Bluntly oval, the Green Citron is thickly netted with a deep blue green underskin that yellows as ripeness approaches. In the mid-19th century it averaged 6 inches in diameter, and much of the improvement undertaken in the 1870s and 1880s dealt with increase in size. “flesh, thick, green, very rich, sweet and delicious.” [“Varieties of Melon,” Horticulturist and Journal of Rural Art and Rural Taste 23, 270 (December 1868), 366. It became a market melon because of its productivity, hardiness in the field, and its uniformity of size and configuration. Normally a vine set six to eight melons.
If we are to credit the word of horticulturists such as Robert Buist, the Green Citron Melon was the variety of cantaloupe that enjoyed the most rigorous breeding discipline. The notorious tendency of cucurbits to cross had mixed many of the melons that made their way to market. Given the premium price it commanded in most city markets, Green Citron growers took care to prevent mixing, planting them in fields without other melons in the vicinity. They were often intercropped with Valentine beans in the northern states, field peas in the southern.

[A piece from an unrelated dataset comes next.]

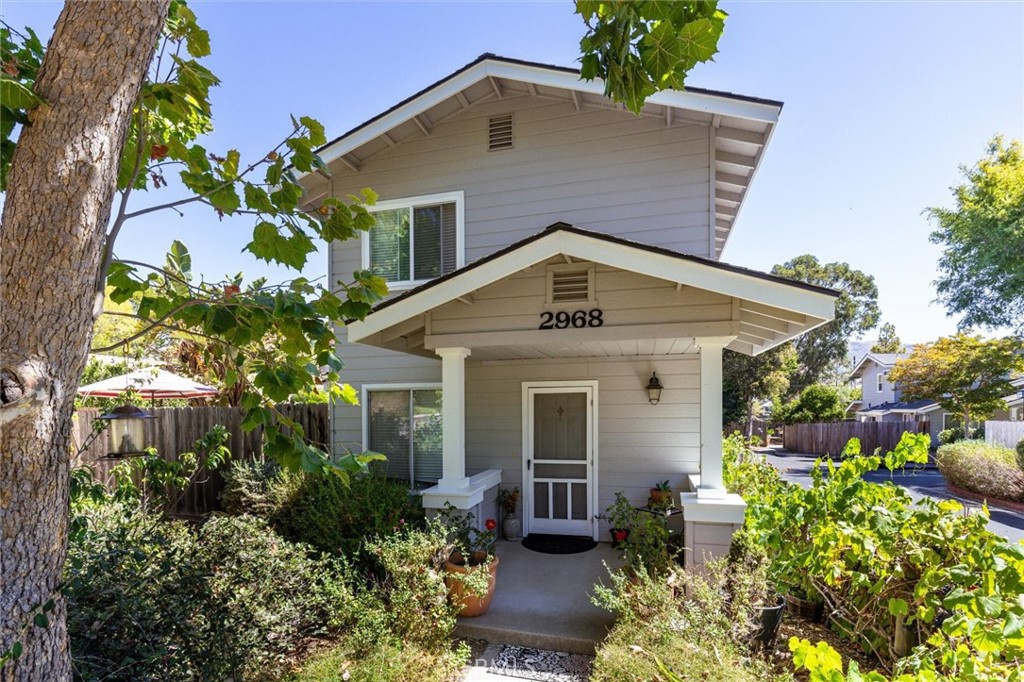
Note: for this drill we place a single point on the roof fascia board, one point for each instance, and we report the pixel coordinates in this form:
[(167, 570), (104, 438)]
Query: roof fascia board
[(697, 101), (540, 76), (617, 255)]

Because the salmon colored cantaloupe dominates the fields and produce bins of the 21st century, we have forgotten that in much of the nineteenth century green fleshed muskmelons were preferred. The Green citron stood foremost among a class that included the Pine apple, Green Nutmeg, Skillman's netted, Minorca, netted Romana, French Muscade, Malta winter, and green-fleshed Sugar Melon. The Green Citron would be improved into the major market melon of the East Coast, the Hackensack, launched by J. Atlee Burpee in 1882.